Companies may be held liable for damage caused to a natural or legal person, provided that:

  • the company has intentionally or negligently failed to comply with the obligations to prevent and mitigate potential adverse impacts, and bring actual adverse impacts to an end and minimise their extent, where the right, prohibition or obligation listed in Annex I of the CSDDD is aimed to protect the natural or legal person; and
  • as a result of such a failure, damage has been caused to the natural or legal person’s legal interest protected under national law.

A company cannot be held liable if damage was caused solely by business partners in its chain of activities. Without prejudice to national rules on civil procedure, the CSDDD includes a five-year limitation period for affected persons to file a claim. The liability regime does not regulate under what conditions civil proceedings can be brought; this issue is left to national law.

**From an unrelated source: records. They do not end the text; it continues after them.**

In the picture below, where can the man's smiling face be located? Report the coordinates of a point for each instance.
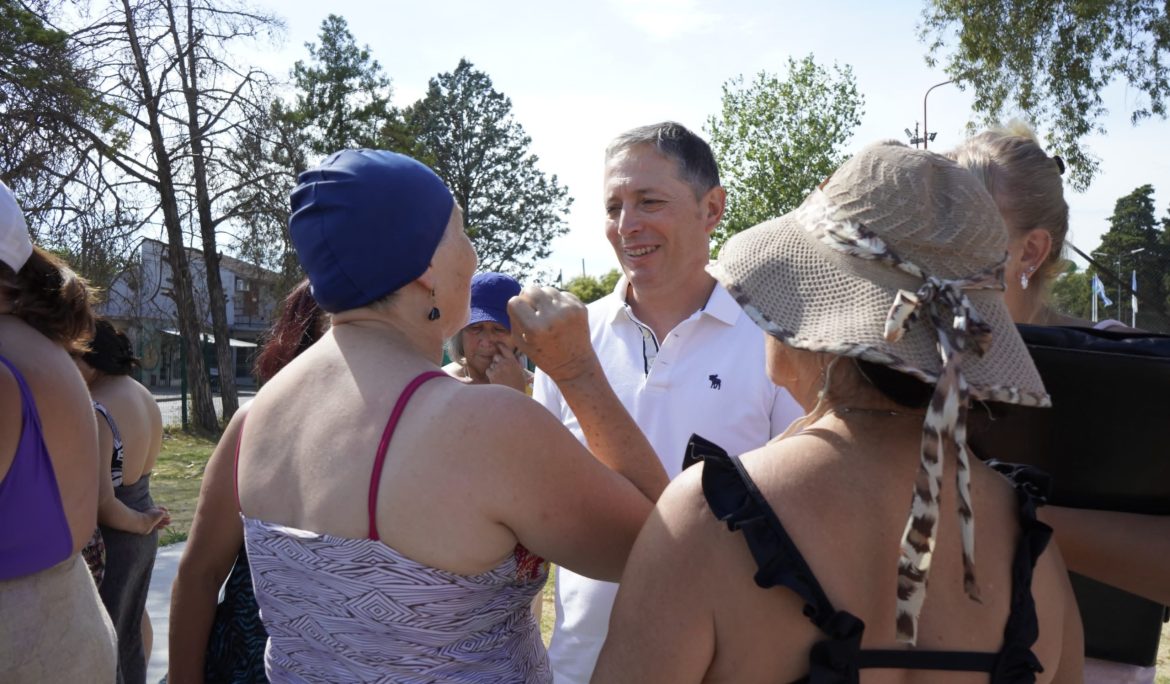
(659, 229)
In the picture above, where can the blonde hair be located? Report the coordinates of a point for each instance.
(1025, 184)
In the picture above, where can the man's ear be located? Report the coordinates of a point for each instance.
(714, 204)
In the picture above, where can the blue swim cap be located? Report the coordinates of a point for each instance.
(490, 292)
(364, 223)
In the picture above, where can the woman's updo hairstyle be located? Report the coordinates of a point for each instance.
(110, 351)
(1025, 182)
(47, 295)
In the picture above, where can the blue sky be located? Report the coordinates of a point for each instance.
(580, 73)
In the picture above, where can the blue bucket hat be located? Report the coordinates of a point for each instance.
(364, 223)
(490, 292)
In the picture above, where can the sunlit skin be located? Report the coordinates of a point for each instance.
(482, 342)
(660, 233)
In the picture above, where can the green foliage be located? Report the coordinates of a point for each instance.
(779, 137)
(342, 94)
(1071, 294)
(45, 99)
(590, 289)
(585, 288)
(1134, 227)
(1052, 60)
(511, 209)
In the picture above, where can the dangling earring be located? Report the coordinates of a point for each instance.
(1025, 276)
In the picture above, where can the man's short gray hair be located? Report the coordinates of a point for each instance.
(673, 140)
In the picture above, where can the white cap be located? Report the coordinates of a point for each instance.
(15, 246)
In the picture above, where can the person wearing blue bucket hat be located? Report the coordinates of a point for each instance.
(397, 527)
(483, 351)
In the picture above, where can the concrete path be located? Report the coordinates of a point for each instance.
(158, 605)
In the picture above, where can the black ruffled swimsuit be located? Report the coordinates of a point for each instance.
(735, 499)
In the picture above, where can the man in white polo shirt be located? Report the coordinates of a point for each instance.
(678, 350)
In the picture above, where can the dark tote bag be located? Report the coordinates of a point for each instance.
(1106, 442)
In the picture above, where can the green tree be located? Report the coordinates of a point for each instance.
(586, 289)
(46, 95)
(1071, 292)
(779, 137)
(342, 99)
(591, 289)
(1052, 60)
(1136, 237)
(511, 209)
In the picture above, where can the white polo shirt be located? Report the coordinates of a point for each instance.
(706, 378)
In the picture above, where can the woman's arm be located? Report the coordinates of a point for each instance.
(110, 511)
(1129, 551)
(217, 534)
(662, 628)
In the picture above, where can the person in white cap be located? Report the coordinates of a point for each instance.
(676, 349)
(53, 627)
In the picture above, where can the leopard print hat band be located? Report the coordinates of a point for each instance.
(859, 271)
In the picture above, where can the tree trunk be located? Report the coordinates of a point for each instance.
(183, 294)
(217, 298)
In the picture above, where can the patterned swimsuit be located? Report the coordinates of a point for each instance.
(734, 498)
(341, 609)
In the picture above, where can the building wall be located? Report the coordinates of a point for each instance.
(139, 303)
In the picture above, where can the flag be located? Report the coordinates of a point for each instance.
(1133, 295)
(1099, 291)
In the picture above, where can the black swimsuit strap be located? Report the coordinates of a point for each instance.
(735, 499)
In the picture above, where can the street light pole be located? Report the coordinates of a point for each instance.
(1120, 275)
(926, 129)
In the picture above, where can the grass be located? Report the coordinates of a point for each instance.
(176, 479)
(1163, 665)
(179, 470)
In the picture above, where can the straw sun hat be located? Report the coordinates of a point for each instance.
(897, 260)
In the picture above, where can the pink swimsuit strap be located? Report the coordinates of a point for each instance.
(391, 426)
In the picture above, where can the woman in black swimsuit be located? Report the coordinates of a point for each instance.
(867, 543)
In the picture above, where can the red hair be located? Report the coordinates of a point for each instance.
(301, 323)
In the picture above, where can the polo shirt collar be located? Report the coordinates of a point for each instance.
(721, 305)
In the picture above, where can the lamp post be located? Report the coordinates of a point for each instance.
(927, 136)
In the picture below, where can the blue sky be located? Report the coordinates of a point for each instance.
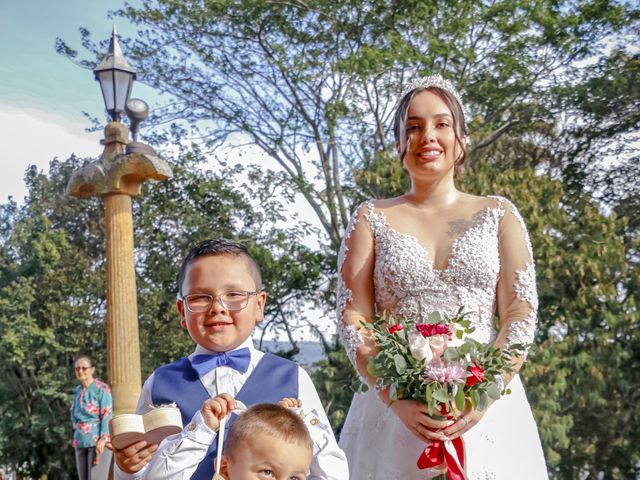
(42, 93)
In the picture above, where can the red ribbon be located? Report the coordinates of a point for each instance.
(436, 454)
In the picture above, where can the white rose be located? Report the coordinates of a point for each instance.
(419, 346)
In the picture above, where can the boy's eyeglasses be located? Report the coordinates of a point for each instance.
(232, 301)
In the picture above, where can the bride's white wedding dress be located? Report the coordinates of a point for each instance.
(490, 266)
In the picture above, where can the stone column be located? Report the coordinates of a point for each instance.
(116, 177)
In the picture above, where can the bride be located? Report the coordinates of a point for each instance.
(437, 248)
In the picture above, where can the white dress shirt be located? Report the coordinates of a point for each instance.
(179, 455)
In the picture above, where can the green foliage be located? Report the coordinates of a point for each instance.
(406, 356)
(552, 88)
(52, 290)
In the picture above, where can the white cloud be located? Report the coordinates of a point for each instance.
(35, 137)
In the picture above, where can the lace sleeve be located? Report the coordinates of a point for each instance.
(516, 293)
(355, 283)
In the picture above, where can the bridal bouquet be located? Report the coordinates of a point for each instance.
(436, 364)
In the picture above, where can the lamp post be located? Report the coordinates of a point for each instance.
(116, 177)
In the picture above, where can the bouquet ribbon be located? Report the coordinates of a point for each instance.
(437, 454)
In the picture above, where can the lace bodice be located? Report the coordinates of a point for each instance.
(490, 265)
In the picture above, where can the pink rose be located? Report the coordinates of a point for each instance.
(438, 344)
(476, 375)
(395, 328)
(431, 329)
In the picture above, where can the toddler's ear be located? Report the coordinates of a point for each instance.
(223, 473)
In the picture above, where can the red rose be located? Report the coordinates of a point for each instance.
(395, 328)
(476, 375)
(429, 330)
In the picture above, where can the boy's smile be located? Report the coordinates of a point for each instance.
(220, 329)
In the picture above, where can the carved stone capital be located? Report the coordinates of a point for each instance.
(116, 171)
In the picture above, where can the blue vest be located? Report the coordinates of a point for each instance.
(273, 379)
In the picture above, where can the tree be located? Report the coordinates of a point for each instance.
(313, 83)
(552, 88)
(52, 290)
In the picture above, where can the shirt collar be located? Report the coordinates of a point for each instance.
(248, 343)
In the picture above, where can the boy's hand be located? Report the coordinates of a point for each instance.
(133, 458)
(290, 402)
(214, 409)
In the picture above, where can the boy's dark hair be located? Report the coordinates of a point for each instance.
(274, 420)
(220, 246)
(87, 357)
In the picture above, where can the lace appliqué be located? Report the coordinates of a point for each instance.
(349, 334)
(407, 284)
(351, 339)
(523, 331)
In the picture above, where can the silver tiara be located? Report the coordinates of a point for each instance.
(437, 81)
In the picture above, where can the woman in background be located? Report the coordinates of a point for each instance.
(90, 414)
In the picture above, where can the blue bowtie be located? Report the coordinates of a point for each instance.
(236, 359)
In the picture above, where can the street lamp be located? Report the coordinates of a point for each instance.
(116, 78)
(116, 177)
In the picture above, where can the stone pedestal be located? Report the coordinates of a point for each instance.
(116, 177)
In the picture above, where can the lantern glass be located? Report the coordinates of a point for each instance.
(106, 84)
(122, 85)
(116, 88)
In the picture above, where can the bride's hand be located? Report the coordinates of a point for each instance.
(416, 418)
(463, 423)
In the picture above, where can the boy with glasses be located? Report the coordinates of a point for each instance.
(220, 301)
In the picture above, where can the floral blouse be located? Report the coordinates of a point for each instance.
(90, 414)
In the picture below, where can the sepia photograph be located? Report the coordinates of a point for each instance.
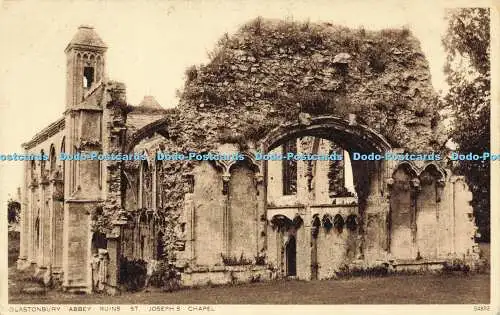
(190, 155)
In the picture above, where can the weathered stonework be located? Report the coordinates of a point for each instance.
(317, 88)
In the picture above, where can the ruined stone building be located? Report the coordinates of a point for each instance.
(273, 87)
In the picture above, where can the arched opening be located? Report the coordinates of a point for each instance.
(37, 237)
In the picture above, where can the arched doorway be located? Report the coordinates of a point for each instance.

In this regard, the text of the proposal allows for more flexibility in various ways, including by stipulating that member states must establish "reasonable conditions" that enable injured parties to grant NGOs or other organisations the authority to file legal actions to protect their rights. The phrase "in their own capacity" has been deleted to give member states more flexibility to apply this rule.

Application dates

The application deadlines are:

  • Three years after the CSDDD enters into force (likely late 2027/early 2028) for companies with more than 5,000 employees and a net turnover of EUR 1.5 billion;
  • Four years after the CSDDD enters into force (likely late 2028/early 2029) for companies with more than 3,000 employees and a net turnover of EUR 900 million;
  • Five years after the CSDDD enters into force (likely end 2029 / early 2030) for companies with more than 1,000 employees and a net turnover of EUR 450 million.

Next steps

The text approved by the Council was also approved by the European Parliament's Legal Affairs Committee (JURI) on 19 March 2024. The EU Parliament now has to vote on the proposal in its final sitting in April. After this, the CSDDD needs to be translated into the various EU languages, followed by a vote in another plenary sitting. Another vote by the Council completes the process before the CSDDD can be published in the Official Journal. In view of the EU elections in June, it remains to be seen what the timeline of these actions will be.